雲が薄い時を『晴れ』と呼ぶようになった。そう呼ぶようになってしまった。
一般人は、晴れと聞くと『青空』を思い浮かべる。作り物で偽物の、どうしようもないくらいに美しく高く汚れ無い澄み切った――様に見える空を。
保持者は晴れと聞くと、『曇り空』を思い浮かべる。薄く、薄く、引き伸ばされて布一枚分の厚さしかないような水蒸気の塊が覆う空を。どうしようもないくらいに濁っていて、白の濃淡が何処までも続いていく殻のような本物の空を。そして、その下で繰り広げられる凄惨で悲惨で陰惨な命のやり取りを。
あと少し手を加えれば、すぐにでも青が見えそうな雲にそれでもなお手が届かないでいる。
僕らはそんな世界で生きている。
そんな世界に生まれ落ちて、ぐずぐずになって死んでいく。寿命で死ぬ人もいれば、事故で死ぬ人も居て、殺されて死ぬ人がいる。
一生、偽物の青空しか知らないまま、此の世を去る人が殆どだ。
昔、テレビで保持者のコメンテーターがこんな事を言っていた。
『私は見た事がありませんが、地球でも青空というものはそこにあったらしいですよ。私は『シャンデリア』でしか見たことがありませんがね。だからこそ、私はそれが見たい。ただそこにあるはずのそれをこの目で見てみたい。やはり、我々はいつ死ぬか分からない生き方をしていますから、戦う理由は大なり小なり各々が持ち合わせていますが、私はそれが理由ですね。しかしながら個人が戦う理由は時代やら何やらで千差万別でしょうが、人類と言う括りにおいて目的がブレた事は人類歴発足時から一度たりとも無いのですよ。二百年間もの間、我々は『当たり前』を取り戻す戦争を続けているのです。空と大地と海とを分かつ地水平線の先までを取り返さない限り、この戦争は終わらないでしょう。これは人類が自然に対して仕掛けた闘争――負ければ、きっと二百年後には我々の足跡など風と波と木に押し潰されて、世界から無かった事にされてしまうでしょうからね』
そんな風に言って笑っていた保持者は五ヶ月後に地球で消息不明になった。
コメンテーターだけでなく、多くの保持者が毎日のように地球に降り立ち、その内の数パーセントは二度と戻ってこない。

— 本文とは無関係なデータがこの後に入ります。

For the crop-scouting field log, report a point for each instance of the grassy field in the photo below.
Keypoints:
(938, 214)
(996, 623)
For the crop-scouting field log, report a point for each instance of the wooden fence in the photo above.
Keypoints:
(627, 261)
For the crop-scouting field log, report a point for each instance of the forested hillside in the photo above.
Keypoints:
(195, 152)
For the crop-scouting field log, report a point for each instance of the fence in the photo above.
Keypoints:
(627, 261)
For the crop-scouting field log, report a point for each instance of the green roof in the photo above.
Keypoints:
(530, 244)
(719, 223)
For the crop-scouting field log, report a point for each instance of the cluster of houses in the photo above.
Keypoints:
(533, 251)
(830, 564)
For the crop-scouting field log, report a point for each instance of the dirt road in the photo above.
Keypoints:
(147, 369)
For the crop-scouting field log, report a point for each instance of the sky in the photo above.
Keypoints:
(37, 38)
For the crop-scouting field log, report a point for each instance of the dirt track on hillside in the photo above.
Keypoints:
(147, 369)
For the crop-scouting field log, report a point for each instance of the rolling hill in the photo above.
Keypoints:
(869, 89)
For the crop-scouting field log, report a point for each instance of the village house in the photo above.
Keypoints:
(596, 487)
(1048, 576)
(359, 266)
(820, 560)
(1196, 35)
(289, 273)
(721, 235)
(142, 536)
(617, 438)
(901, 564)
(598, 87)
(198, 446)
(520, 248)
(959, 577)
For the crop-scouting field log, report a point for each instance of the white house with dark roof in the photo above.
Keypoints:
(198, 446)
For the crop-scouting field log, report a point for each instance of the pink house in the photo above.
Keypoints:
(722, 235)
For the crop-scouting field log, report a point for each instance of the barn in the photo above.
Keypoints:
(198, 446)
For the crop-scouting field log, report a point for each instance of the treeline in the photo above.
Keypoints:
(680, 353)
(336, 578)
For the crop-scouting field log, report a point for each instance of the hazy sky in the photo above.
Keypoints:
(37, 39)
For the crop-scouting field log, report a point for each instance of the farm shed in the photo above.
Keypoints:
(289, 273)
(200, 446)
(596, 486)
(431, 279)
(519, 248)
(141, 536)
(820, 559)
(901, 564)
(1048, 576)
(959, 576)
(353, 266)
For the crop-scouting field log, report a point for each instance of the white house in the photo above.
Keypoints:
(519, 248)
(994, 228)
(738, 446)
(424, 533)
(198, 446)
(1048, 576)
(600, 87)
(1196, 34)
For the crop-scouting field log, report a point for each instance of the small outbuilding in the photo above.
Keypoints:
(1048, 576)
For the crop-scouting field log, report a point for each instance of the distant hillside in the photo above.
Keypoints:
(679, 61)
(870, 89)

生と死の狭間の世界に、僕らはおっかなびっくり立っているのだ。
◇
先生との模擬戦で一対六にも関わらず敗北を喫した日の放課後。
お金稼ぎと戦闘経験の二つの意味を兼ねて、僕、実咲さん、海、内宮さん、護人、ローウェルさんの計六人一チームでERCに赴き、討伐依頼を受注して地球へと降り立った。
今日の仕事はアーマーベアの討伐だ。
アーマーベアと聞くと、あの島で出会った影から怪物を生み出すヤツを思い出してしまうが、あれは例外だ。あんなのがワラワラと普通に居るようなら、人類はとっくの昔に滅ぼされている。
「え? 昔の空が凄かったか? うーん、普通よ?」
「そうなの?」
「想也君たちは本物の青空を見たことが無いらしいけど、本物だからって美しいって訳じゃないわ。むしろ、青空では無いけれど、夜空は『シャンデリア』の方が断然綺麗で澄んでるわ。月以外の星があんなにたくさん見えるなんて、山奥にでも行かないと無理だったもの」
「うわー、なんだか聞かなかったら良かったな」
「無い物に対する憧れって美化が多分に入ってしまうから。それと同じくらい、昔の事も美化されるけど。何故そんなこと聞くの?」
「んー、昔、テレビで戦う理由が昔の空を見たいからって人がいてね。実咲さんなら昔の空を知ってるかなって思ってね」
「普通って聞いてどうだったかしら?」
「ちょっとだけショックだったけど、僕の理由とはぜーんぜん違うからねー」
「ふーん」
薄い太陽光の降る森林の中で、僕と実咲さんは葉っぱの隙間から覗く曇り空を眺めながら話していた。
目撃情報をもとに予想出現地点が討伐依頼書に記されているとはいえ、実際にアーマーベアに遭遇できるかどうかはその時の運だ。警戒を続けながら森の奥へと歩を進めているが、2時間たった今でも開敵には至っていない。そして見つからないまま、適当に歩いていると犬も歩けば棒に当たるように、多種多様な怪物に遭遇する。遭いたいのは熊だよ。別にもう猿だの狐だのとは遭いたくない。人数的に戦闘は避けられないし、その度に時間を浪費することになる。
――ガウンッ!ガウンガウンッッ!!
と、静かな森の中に銃声が立て続けに響く。
都合3発の銃弾を叩き込まれた2メートルほどの大きさの猫型怪物が命を貫かれ地に伏す。
高らかな笑い声によって戦闘の終了が知らされた。
「おーほっほっほっほ!! 私にかかればこの程度、どうと言うことはありませんわ!」
「今日の昼は何の役にも立ってませんでしたがな。と言うか、三発も必要でしたかな今の。二射目で致命傷、完全にオーバーキル」
「黙ってくださいませんこと? そもそも、あの先生が可笑しいんですの。私の攻撃を全て回避しましてよ!」
こんな調子でローウェルさんが怪物を射殺して回っている。
護人と海が近くで援護しているが、基本的にはローウェルさん一人で戦っている。理由は今日の対先生戦で力不足を実感したから。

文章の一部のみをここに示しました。